PM Narendra Modi: When we hit Congress, it is called attack on Opposition, not Cong, why?

"Death is a's above one criticises death. People say someone died of cancer, (people say) he died of old age...The cancer and old age is blamed but not the death," Modi said.

Written by Shubhajit Roy | New Delhi | Updated: March 10, 2016 1:45:37 pm
modi, pm modi PM Modi in Rajya Sabha

Drawing a parallel between the Congress and “death”, Prime Minister Narendra Modi Wednesday mocked the main Opposition party, saying the Congress has the “blessing” of not being ascribed any blame.

“Death has a blessing. It never gets blamed for anything. If somebody dies, the blame goes to reasons like cancer, age… death itself is never blamed or defamed,” Modi told Rajya Sabha in his reply to the motion of thanks on the President’s address.

Watch Video | PM Modi Mocks Congress But NDA Suffers Embarrassment In Rajya Sabha

“Sometimes I feel that Congress has this blessing.

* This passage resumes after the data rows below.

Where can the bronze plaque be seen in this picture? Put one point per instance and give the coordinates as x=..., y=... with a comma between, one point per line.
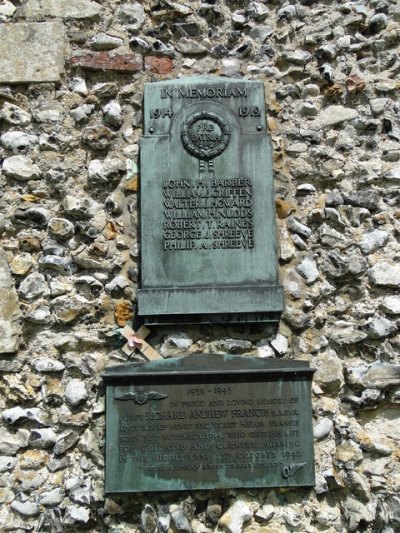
x=208, y=245
x=208, y=422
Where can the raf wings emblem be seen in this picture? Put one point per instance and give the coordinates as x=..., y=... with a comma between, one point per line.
x=140, y=396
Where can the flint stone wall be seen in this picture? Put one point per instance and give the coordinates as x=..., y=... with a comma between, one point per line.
x=72, y=76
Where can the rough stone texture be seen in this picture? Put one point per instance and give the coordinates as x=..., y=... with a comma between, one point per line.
x=9, y=309
x=77, y=9
x=68, y=225
x=31, y=52
x=108, y=61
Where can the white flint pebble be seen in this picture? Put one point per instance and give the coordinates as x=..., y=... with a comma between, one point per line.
x=323, y=428
x=21, y=168
x=25, y=508
x=235, y=517
x=75, y=392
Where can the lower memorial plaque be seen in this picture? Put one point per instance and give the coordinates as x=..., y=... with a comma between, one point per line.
x=208, y=422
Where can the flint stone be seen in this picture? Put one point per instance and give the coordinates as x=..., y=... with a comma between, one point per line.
x=280, y=344
x=45, y=364
x=298, y=57
x=75, y=392
x=113, y=113
x=82, y=113
x=385, y=274
x=131, y=15
x=7, y=464
x=15, y=115
x=78, y=489
x=345, y=333
x=329, y=373
x=52, y=497
x=190, y=46
x=68, y=308
x=9, y=310
x=377, y=375
x=75, y=514
x=25, y=508
x=260, y=33
x=77, y=9
x=37, y=217
x=56, y=263
x=20, y=168
x=235, y=517
x=331, y=238
x=65, y=442
x=10, y=443
x=31, y=52
x=368, y=199
x=293, y=284
x=323, y=428
x=373, y=240
x=79, y=208
x=33, y=286
x=391, y=305
x=15, y=415
x=17, y=141
x=21, y=264
x=7, y=9
x=42, y=438
x=48, y=111
x=357, y=513
x=295, y=226
x=102, y=172
x=308, y=269
x=336, y=114
x=61, y=228
x=349, y=451
x=379, y=327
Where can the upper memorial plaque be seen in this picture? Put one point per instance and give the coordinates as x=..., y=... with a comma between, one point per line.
x=208, y=251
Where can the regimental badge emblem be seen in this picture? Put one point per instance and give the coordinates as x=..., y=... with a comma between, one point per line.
x=140, y=396
x=205, y=136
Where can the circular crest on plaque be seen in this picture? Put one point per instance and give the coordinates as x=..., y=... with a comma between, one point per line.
x=205, y=135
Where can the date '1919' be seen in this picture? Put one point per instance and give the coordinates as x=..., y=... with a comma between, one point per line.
x=249, y=111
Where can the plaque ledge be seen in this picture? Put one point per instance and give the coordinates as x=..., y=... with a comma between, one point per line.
x=209, y=364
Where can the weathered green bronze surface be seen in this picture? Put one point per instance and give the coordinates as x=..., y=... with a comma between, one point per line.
x=208, y=246
x=208, y=422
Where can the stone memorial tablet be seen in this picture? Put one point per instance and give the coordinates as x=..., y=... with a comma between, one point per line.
x=208, y=245
x=208, y=422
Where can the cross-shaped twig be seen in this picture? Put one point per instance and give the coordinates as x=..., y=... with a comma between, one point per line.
x=136, y=341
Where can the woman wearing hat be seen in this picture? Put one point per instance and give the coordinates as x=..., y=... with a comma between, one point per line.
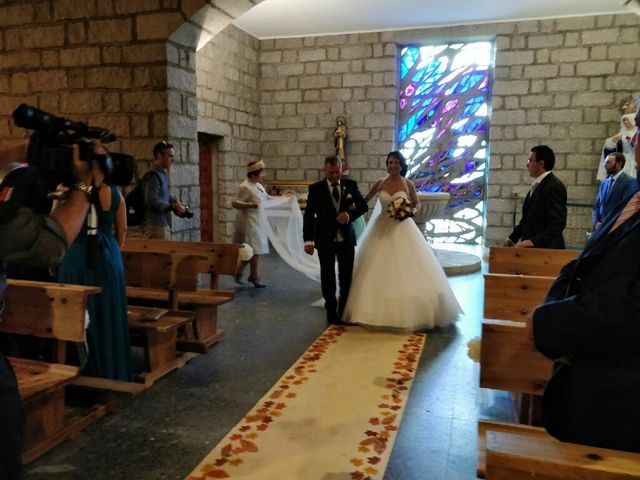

If we criticise Congress, the media terms it as ‘attack on Opposition’ but not an attack on Congress. However, if we attack (JD-U leader) Sharadji (Yadav) or Mayawatiji, then it say it is an attack on JD-U or BSP. Congress never gets the blame… It needs to be pondered upon as this in itself is a big science,” he said.’’

While he was scathing in his criticism of the Congress, the Prime Minister struck a conciliatory note when he called the Rajya Sabha a “chamber of ideas” and made a fresh pitch for the passage of key legislation like the goods and services tax (GST) Bill.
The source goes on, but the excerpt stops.